Teraz, zamiast odpychać brytyjskich najeźdźców, Quebec przyciąga hordy turystów.
Fêtes de la Nouvelle France to odtworzenie codziennego życia w XVII i XVIII wieku, kiedy Quebec nazwano Nową Francją. Tegoroczna impreza, która odbędzie się w dniach 5–10 sierpnia, zapowiada się bardziej ekstrawagancko niż kiedykolwiek, ponieważ zbiega się z 400. rocznicą miasta. Wiek ma swoje przywileje: Quebec jest jedynym ufortyfikowanym miastem Ameryki Północnej, a stara dzielnica jest sklasyfikowana jako miejsce światowego dziedzictwa.

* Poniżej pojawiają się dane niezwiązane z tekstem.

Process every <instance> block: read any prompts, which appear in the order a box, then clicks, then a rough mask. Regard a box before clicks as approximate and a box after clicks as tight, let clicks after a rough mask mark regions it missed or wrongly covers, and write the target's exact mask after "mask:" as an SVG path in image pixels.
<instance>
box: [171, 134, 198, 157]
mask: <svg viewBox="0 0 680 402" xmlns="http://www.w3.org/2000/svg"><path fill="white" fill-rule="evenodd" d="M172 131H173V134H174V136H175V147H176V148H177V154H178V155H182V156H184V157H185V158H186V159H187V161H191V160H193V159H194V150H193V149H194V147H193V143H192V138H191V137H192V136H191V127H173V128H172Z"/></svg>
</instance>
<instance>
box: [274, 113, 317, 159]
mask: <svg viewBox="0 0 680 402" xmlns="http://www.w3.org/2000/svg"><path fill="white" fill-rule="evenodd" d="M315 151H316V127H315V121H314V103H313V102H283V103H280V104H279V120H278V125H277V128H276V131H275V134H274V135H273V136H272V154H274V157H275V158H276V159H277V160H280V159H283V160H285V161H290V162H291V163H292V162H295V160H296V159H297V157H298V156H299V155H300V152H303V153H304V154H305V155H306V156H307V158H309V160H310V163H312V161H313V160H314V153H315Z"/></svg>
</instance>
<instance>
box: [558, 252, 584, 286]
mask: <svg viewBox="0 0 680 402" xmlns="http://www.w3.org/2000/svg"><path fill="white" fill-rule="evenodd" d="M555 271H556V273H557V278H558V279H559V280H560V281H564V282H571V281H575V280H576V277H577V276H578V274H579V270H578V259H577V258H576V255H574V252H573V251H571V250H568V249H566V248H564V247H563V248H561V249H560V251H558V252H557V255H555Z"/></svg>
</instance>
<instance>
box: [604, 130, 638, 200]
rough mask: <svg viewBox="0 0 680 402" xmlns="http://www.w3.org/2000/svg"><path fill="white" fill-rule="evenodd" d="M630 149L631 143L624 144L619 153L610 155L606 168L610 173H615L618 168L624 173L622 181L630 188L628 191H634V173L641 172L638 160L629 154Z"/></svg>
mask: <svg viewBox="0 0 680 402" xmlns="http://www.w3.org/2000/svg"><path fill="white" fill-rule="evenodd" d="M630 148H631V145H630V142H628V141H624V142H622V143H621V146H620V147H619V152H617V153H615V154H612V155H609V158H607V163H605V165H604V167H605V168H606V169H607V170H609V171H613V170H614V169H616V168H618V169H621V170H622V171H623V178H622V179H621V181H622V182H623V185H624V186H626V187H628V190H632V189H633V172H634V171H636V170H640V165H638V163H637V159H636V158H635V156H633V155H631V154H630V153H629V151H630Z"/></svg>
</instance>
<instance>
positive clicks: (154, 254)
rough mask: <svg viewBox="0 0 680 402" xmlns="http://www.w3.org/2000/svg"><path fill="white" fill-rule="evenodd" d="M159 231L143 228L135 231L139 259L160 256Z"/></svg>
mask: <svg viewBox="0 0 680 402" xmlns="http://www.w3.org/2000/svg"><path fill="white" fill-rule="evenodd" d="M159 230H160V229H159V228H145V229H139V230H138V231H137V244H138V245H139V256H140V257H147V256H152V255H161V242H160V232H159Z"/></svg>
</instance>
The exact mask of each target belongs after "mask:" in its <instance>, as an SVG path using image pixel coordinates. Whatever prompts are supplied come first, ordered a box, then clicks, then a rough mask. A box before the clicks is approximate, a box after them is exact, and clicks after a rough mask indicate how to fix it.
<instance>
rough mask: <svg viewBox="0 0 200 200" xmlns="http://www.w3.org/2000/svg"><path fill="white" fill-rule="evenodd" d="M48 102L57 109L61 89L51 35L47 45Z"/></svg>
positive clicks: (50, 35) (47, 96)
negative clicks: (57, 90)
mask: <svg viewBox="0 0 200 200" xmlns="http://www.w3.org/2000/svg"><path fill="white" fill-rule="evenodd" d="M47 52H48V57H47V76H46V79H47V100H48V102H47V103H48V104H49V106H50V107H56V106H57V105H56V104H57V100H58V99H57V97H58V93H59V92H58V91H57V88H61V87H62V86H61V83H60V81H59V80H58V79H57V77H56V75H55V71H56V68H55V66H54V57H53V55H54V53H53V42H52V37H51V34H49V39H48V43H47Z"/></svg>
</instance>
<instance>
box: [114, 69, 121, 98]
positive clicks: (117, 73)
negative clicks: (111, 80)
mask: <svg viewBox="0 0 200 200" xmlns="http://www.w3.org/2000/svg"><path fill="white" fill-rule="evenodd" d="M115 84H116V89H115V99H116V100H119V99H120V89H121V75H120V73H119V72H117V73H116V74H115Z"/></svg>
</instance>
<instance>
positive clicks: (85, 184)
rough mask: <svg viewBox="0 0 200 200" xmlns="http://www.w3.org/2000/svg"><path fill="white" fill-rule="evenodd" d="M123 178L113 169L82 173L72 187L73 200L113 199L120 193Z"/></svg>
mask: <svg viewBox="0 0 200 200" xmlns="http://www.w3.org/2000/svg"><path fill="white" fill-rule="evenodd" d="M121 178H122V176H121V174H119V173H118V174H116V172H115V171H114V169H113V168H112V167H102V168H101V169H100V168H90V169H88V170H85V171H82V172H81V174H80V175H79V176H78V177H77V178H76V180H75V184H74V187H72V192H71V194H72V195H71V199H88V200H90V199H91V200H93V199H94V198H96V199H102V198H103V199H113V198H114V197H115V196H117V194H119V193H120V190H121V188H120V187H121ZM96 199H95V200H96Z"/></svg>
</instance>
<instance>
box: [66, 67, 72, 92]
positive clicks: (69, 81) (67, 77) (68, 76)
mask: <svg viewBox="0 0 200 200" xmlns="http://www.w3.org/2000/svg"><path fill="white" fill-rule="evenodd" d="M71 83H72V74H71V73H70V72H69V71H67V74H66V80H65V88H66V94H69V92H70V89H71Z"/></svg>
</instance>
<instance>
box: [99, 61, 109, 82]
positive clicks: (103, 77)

Odbywający się w murach Starego Quebecu festiwal jest okazją do spełnienia dziecięcych fantazji, zakładając stanik i suknię oraz mieszając się z tysiącami aktorów i gości reprezentujących ludzi z przeszłości.
Łatwo jest zawiesić niedowierzanie. Pytam kobietę przędzącą len na płótno, ile czasu potrzeba, aby zrobić wystarczająco dużo dla kitla. „Cóż”, mówi z kamienną twarzą, „staram się znaleźć czas między dojeniem kóz, robieniem chleba a karmieniem siedmioosobowej rodziny”. Muszę chwilę pomyśleć, zanim przypomnę sobie, że ma charakter.
Co więcej, dwaj szczecińscy handlarze futra opierają się o ścianę sklepu z pamiątkami Pierwszych Narodów. Ich zadaniem było transportowanie skór z tubylców na stanowiska handlowe w Quebec City i Montrealu, ale teraz skupiają się na aktorkach składających pranie po drugiej stronie ulicy. Dziewczyny bawią się w filles du roi, sieroce z Francji, wysłane tutaj w XVII wieku, aby założyć rodzinę. Flirtowanie jest zrozumiałe, biorąc pod uwagę, że w 1627 r. Było tylko około 5 kobiet na 60 mężczyzn!
Zatrzymuję się na chwilę w cieniu parku Felixa Leclerca, u podnóża kolejki linowej, która przecina bok tej cytadeli na szczycie klifu. Gawędziarz lub gawędziarz tka napięcie rękami i słowami. Jego praca jest dla niego odcięta, ponieważ jest to dzielnica Petit Champlain, kolorowa aleja rozpraszających uwagę ubrań, sztuki i butików rzemieślniczych.
Zapachy wydobywające się z eleganckich restauracji na ulicy powodują, że jestem głodny, dlatego odwiedzam kilka stoisk festiwalowych. Chleb, robiony w piekarniku na świeżym powietrzu, czysty cukierek klonowy i kozi ser to jedne z gadżetów dostępnych na tradycyjnym rynku.
W miejscu Royal, brukowanym placu, na którym narodziła się pierwsza stała osada w Quebecu, zbudowano stoisko do degustacji wina. Kiedy popijam rześkie białe Bordeaux, mężczyzna w aksamitnej kamizelce i długiej, kręconej peruce podnosi kieliszek. Czy to wino, czy patrzę na Jean Talon, menedżera biznesowego Nowej Francji w XVIII wieku? Trudno odróżnić aktorów od turystów, dopóki nie rozpocznie się konkurs kostiumowy.
Chłonięcie atmosfery i występów ulicznych jest bezpłatne, ale musisz kupić token 8 USD za dostęp do niektórych wystaw i koncertów.
Najważniejsze wydarzenia to Ceremonie Pierwszych Narodów, występy zespołów Cajun, a także folklorystyczni trubadurowie i tancerze, pochód gigantycznych postaci historycznych oraz degustacja wina Beaujolais.
Uroczystości trwają wieczorem. Możesz nawet wybrać się na wycieczkę po duchach (www.ghostoursofquebec.com).